When we look at a sign, our brains try to figure out what part of it to prioritize first. Is it an image? A phrase? A certain color? In designing advertising for digital signs, you need to plan the sequence for what catches a passerby’s eye first, and where it leads.
This is called a visual hierarchy. How is your eye led across the image? This holds true for moving and still images. Make the most important image or message take priority. You’d be surprised at the number of businesses that put something eye-catching in their digital signage only to follow it up with an important message that’s barely visible.
Getting someone to stop and look is only half the battle. The other half is getting them to read the message you want to convey. You can test this yourself. Stand back a good two yards from your monitor and look at the advertising you’ve designed. What catches your eye first? Try this with co-workers who haven’t been working on the image as well.
If a color or letter makes your eye go to a corner instead of the main message, the image has to be adjusted.
Make sure the alignment of text is easy to read.
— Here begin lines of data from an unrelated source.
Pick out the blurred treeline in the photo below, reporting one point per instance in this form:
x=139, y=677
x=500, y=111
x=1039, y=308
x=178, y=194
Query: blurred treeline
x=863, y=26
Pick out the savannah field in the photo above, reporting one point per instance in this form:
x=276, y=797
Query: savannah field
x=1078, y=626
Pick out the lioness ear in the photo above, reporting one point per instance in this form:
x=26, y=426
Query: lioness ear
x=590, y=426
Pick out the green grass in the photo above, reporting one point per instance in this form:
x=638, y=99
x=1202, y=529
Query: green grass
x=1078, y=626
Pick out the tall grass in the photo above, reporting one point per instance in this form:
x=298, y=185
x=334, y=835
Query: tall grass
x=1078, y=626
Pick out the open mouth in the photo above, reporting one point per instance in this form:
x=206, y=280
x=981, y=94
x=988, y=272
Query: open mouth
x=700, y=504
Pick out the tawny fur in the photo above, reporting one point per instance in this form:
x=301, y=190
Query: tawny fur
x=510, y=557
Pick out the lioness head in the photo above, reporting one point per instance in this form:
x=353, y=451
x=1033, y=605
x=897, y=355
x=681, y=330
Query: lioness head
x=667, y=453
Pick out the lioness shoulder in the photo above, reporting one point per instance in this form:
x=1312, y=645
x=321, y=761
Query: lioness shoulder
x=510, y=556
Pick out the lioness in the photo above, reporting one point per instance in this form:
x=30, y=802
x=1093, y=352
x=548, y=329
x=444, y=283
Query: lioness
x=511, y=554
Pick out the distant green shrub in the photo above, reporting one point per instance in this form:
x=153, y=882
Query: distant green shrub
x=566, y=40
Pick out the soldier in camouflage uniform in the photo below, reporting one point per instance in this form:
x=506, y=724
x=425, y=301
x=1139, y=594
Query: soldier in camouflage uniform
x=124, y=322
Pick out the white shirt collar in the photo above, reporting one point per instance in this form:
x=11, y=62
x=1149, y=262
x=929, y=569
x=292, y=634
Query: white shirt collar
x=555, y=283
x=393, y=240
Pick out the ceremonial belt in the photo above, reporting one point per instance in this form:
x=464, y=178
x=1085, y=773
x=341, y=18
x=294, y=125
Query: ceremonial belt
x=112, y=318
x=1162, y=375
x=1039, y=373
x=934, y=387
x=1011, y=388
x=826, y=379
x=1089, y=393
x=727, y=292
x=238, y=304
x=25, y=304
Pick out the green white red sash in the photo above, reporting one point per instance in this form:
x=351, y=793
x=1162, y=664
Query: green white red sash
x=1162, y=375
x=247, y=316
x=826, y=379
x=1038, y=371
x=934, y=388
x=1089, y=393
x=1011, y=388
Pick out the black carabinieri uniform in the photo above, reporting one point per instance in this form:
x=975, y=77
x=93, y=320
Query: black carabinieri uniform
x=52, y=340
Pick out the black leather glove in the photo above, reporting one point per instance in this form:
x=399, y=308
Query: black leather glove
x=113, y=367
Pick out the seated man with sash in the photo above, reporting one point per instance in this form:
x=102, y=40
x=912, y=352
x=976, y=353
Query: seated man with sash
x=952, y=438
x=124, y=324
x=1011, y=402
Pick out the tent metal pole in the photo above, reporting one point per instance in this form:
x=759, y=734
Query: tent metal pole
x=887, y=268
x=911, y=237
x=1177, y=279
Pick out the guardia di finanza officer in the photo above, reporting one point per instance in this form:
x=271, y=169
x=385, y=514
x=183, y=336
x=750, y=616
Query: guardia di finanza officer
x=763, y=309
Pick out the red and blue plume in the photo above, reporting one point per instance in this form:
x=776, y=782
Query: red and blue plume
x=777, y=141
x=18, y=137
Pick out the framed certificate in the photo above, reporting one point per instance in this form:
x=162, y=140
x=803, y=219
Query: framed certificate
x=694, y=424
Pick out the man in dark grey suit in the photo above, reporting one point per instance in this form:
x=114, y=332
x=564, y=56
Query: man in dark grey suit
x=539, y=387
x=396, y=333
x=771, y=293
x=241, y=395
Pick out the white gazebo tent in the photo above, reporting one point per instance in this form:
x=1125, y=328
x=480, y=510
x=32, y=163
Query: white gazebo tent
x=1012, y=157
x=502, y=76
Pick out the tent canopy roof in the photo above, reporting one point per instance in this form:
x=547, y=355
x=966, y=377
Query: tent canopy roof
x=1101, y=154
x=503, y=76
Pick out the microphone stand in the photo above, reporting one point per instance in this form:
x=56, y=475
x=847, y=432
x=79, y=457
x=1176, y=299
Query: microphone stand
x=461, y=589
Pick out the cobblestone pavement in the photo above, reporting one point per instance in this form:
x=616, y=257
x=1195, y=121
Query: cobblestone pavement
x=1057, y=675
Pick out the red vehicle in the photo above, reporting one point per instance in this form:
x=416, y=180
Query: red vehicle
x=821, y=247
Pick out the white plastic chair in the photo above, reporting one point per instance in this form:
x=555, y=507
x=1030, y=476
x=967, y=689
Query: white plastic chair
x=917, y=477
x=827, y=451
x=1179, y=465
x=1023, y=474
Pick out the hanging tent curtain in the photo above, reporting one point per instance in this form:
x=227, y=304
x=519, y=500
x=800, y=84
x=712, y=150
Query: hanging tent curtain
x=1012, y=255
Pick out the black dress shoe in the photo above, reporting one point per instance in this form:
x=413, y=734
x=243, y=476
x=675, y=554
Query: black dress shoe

Many businesses will write the topmost line all the way to the right, with the second line in the middle, and third line left aligned. This can be eye-catching…or confusing. Don’t get too cute on readability or a passerby just won’t take the time to make sense of it. Align text in a way that makes sense to read naturally.
We also recommend something called the 3×5 guideline. It suggests that you use a maximum of 15 words in any text message on digital signage. If you use three rows of text, that’s a lot to read side-by-side on an ad – don’t go beyond three rows of five words. If you use five rows of text, that’s a lot to read vertically on an ad – don’t go beyond five rows of three words.
This guideline forces you to be concise and present advertising for digital signs in a way that’s easily readable and digestible, even from far away.